Treatment of lateral malposition that is not responsive to the above:
- Breast augmentation revision surgery to release the inner capsule and enlarge the medial (inner) aspect of the breast implant pocket.
- Capsulorrhaphy to close the lateral aspect of the pocket.
Breast Implant Malposition - Implants Too Low (Bottoming Out, Double Bubble)
Another type of malposition occurs when the implants are too low. Inferior malposition may present as bottoming out or as a double bubble. Inferior malposition can be from formation of a breast pocket which is too low, or it can be from a pocket that was formed correctly, but the implant pushes it way down. This can occur because there are no firm attachments to enforce the inframammary fold (IMF), or because the attachments have been released too much to support the weight of the breast implant. Larger implants are at greater risk of inferior malposition.

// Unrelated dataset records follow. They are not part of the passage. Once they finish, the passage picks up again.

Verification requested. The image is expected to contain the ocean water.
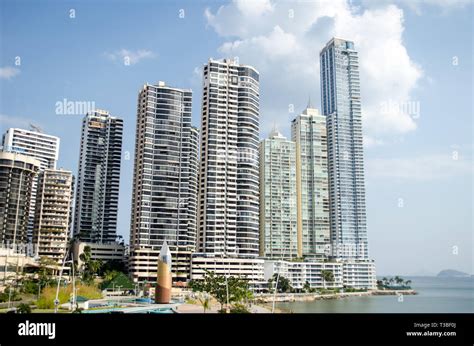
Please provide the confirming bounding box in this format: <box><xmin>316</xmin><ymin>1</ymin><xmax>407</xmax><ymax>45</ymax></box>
<box><xmin>276</xmin><ymin>276</ymin><xmax>474</xmax><ymax>313</ymax></box>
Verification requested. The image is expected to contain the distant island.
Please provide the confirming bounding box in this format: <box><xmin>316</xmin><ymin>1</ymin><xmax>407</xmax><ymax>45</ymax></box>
<box><xmin>437</xmin><ymin>269</ymin><xmax>470</xmax><ymax>278</ymax></box>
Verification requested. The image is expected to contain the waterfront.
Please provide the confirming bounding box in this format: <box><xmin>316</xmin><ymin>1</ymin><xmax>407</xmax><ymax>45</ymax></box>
<box><xmin>276</xmin><ymin>276</ymin><xmax>473</xmax><ymax>313</ymax></box>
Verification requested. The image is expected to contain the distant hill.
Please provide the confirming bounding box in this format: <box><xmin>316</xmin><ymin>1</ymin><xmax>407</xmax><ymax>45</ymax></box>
<box><xmin>437</xmin><ymin>269</ymin><xmax>470</xmax><ymax>278</ymax></box>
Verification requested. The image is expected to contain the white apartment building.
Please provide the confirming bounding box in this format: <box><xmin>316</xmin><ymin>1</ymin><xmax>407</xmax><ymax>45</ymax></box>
<box><xmin>264</xmin><ymin>260</ymin><xmax>343</xmax><ymax>289</ymax></box>
<box><xmin>197</xmin><ymin>58</ymin><xmax>260</xmax><ymax>257</ymax></box>
<box><xmin>129</xmin><ymin>82</ymin><xmax>199</xmax><ymax>283</ymax></box>
<box><xmin>74</xmin><ymin>109</ymin><xmax>123</xmax><ymax>244</ymax></box>
<box><xmin>264</xmin><ymin>259</ymin><xmax>376</xmax><ymax>290</ymax></box>
<box><xmin>33</xmin><ymin>169</ymin><xmax>74</xmax><ymax>263</ymax></box>
<box><xmin>72</xmin><ymin>241</ymin><xmax>125</xmax><ymax>268</ymax></box>
<box><xmin>342</xmin><ymin>260</ymin><xmax>377</xmax><ymax>289</ymax></box>
<box><xmin>190</xmin><ymin>254</ymin><xmax>265</xmax><ymax>286</ymax></box>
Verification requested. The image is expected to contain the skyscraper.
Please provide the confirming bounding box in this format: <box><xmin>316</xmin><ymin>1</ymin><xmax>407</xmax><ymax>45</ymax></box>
<box><xmin>129</xmin><ymin>82</ymin><xmax>199</xmax><ymax>283</ymax></box>
<box><xmin>291</xmin><ymin>106</ymin><xmax>330</xmax><ymax>259</ymax></box>
<box><xmin>197</xmin><ymin>58</ymin><xmax>260</xmax><ymax>257</ymax></box>
<box><xmin>2</xmin><ymin>128</ymin><xmax>60</xmax><ymax>240</ymax></box>
<box><xmin>320</xmin><ymin>38</ymin><xmax>368</xmax><ymax>260</ymax></box>
<box><xmin>259</xmin><ymin>129</ymin><xmax>297</xmax><ymax>259</ymax></box>
<box><xmin>0</xmin><ymin>151</ymin><xmax>40</xmax><ymax>246</ymax></box>
<box><xmin>33</xmin><ymin>169</ymin><xmax>74</xmax><ymax>263</ymax></box>
<box><xmin>73</xmin><ymin>109</ymin><xmax>123</xmax><ymax>244</ymax></box>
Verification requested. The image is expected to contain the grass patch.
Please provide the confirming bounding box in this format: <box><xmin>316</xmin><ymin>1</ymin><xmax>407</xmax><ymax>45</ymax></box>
<box><xmin>36</xmin><ymin>284</ymin><xmax>102</xmax><ymax>309</ymax></box>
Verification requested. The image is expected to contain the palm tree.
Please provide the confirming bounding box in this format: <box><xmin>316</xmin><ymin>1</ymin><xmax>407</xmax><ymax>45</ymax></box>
<box><xmin>394</xmin><ymin>276</ymin><xmax>403</xmax><ymax>286</ymax></box>
<box><xmin>197</xmin><ymin>292</ymin><xmax>211</xmax><ymax>313</ymax></box>
<box><xmin>405</xmin><ymin>280</ymin><xmax>412</xmax><ymax>288</ymax></box>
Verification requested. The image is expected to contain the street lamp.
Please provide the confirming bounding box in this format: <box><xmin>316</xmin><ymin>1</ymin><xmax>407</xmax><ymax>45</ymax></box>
<box><xmin>54</xmin><ymin>258</ymin><xmax>74</xmax><ymax>313</ymax></box>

Treatment of inferior malposition shortly after surgery may include:
- Wearing a supportive bra, with your plastic surgeons guidance sometimes this means an underwire bra that holds the implants above the ideal IMF.
- Taping of the skin underneath the breast.
Treatment of inferior malposition that is not responsive to the above:
- Breast augmentation revision surgery to repair the attachments at the IMF, and capsulorrhaphy to close the lower aspect of the breast implant pocket.
- For the correction of a double bubble deformity, sometimes it is necessary to move the implant from the subpectoral pocket (behind the muscle) to a subglandular pocket (in front of the muscle)
- ADM's (Acellular Dermal Matrix) can be used to create a sling to internally support the breast implant.
- Downsizing - Sometimes smaller breast implants are needed to maintain the ideal position and decrease the risk of recurrent inferior malposition.
Breast Implant Malposition - Implants Too Medial (Symmastia)
The rarest, and at times the most difficult malposition, occurs when the implants are too close together. In its most severe form, the two breast can become one. This is termed symmastia in the plastic surgery literature and uni-boob or bread-loafing in the lay press. Symmastia can cause the skin between the breasts to lift. This gives the appearance of one large breast. Like the other malpositions, symmastia can result from the formation of a breast pockets which is are too close together (or even meet in the middle), or it can be from pockets that were formed correctly, but the implant pushes it way medially. The shape of the ribs can contribute, such as in cases of pectus excavatum. Breast implant selection also can contribute to the formation of symmastia, The bigger the breast implant and the higher the breast implant profile the easier it is for the implant to lift the central chest's skin and form symmastia.
Treatment of medial malposition (symmastia) shortly after surgery may include:
- Avoiding breast compression.
- Thong bra
Treatment of medial malposition (symmastia) that is not responsive to the above:
- Breast augmentation revision surgery to repair the attachments at the edge of the sternum. Sometimes the capsule is sufficient for repair, sometimes a neosubpectoral pocket is formed, sometimes ADM's are needed.
- Downsizing - Sometimes smaller breast implants are needed to maintain the ideal position and decrease the risk of recurrent symmastia.